Colombia Peso Falls to Two-Month Low After Intervention Scrapped

  • Central bank says it won’t sell new options using triggers
  • Currency weakens most in emerging markets; lowest since March

Colombia’s peso declined to a two-month low after the central bank scrapped its foreign exchange intervention mechanism last week and as prices fell for oil, the country’s main export.

The currency dropped 0.8 percent to 3,114.65 per dollar at 10:28 a.m. in Bogota, the weakest level since March. It was the worst performing currency in emerging markets.

Central bank Governor Jose Dario Uribe said Friday that officials will stop selling foreign-exchange options when the peso moves by a certain amount, while leaving open the possibility of intervening at the bank’s discretion as needed. The auctions were announced in October and were triggered for the first time on May 20.

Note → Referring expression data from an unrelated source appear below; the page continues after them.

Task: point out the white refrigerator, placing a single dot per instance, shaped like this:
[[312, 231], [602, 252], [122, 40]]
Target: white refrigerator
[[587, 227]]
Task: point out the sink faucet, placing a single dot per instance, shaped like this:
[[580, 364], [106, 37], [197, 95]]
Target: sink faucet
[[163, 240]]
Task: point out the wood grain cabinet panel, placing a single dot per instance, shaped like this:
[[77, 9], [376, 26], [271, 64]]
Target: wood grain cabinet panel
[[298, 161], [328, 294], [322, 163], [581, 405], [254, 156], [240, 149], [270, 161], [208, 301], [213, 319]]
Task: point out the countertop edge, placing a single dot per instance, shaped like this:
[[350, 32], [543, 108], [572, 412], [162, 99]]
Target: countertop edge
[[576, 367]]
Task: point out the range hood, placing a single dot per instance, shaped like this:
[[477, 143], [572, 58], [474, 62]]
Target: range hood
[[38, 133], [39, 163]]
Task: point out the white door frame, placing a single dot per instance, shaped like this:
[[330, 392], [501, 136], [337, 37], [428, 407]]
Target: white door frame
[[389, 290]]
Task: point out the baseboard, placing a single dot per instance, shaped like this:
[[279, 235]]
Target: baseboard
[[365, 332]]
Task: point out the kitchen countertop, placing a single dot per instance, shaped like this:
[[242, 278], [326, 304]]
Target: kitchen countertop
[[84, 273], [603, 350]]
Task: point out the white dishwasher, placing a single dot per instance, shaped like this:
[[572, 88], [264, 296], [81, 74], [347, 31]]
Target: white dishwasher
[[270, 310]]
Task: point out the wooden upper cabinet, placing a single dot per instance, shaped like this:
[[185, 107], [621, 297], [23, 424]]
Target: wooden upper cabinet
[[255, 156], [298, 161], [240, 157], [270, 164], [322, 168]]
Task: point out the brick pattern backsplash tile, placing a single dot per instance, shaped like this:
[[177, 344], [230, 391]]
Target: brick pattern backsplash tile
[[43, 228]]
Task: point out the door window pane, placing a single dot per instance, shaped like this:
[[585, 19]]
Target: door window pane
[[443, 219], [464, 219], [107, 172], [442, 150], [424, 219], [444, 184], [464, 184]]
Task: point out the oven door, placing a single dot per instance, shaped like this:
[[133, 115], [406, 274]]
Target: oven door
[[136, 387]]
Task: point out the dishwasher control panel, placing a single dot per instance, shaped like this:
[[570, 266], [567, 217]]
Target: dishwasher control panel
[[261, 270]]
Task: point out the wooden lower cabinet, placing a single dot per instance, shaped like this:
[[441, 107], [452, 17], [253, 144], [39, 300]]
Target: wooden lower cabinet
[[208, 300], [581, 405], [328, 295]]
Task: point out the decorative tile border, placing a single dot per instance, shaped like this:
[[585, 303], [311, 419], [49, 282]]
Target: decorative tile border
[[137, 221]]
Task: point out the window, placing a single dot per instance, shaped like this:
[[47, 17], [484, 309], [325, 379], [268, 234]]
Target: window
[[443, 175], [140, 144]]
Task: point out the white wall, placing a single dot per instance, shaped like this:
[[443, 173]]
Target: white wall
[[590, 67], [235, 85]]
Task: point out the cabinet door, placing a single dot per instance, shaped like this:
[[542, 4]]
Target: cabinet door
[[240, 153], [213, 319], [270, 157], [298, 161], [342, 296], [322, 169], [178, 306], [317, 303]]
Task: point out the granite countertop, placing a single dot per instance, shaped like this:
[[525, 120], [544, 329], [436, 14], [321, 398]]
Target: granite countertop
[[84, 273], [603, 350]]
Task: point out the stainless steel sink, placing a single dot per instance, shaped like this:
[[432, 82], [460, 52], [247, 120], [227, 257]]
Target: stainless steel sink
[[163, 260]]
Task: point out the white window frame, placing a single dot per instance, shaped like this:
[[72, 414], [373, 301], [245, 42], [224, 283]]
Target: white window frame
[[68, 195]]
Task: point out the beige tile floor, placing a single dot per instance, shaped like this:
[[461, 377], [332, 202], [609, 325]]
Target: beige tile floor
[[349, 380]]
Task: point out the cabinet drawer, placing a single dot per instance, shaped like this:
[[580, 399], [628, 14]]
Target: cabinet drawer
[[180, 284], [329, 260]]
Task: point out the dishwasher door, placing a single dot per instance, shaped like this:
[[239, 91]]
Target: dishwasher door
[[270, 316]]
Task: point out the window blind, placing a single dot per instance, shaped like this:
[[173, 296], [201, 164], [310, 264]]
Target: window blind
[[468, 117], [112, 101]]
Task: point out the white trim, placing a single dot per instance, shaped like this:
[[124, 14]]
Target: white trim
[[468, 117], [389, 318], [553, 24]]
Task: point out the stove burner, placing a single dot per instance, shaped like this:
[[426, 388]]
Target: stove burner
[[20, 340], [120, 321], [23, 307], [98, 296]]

The decision “is likely to leave a deeper mark over time,” Banco Bilbao Vizcaya Argentaria wrote in a report Wednesday. The peso’s “vulnerability is likely to become more pronounced when oil prices show weakness.”

Separately, the Treasury has been selling about $20 million worth of dollars per day recently, Credicorp Capital’s Colombia unit wrote in a research report. The Treasury sometimes sells dollars when there’s a competitive rate in the market, in line with its plan to turn some of the dollars it holds from overseas bond sales into pesos.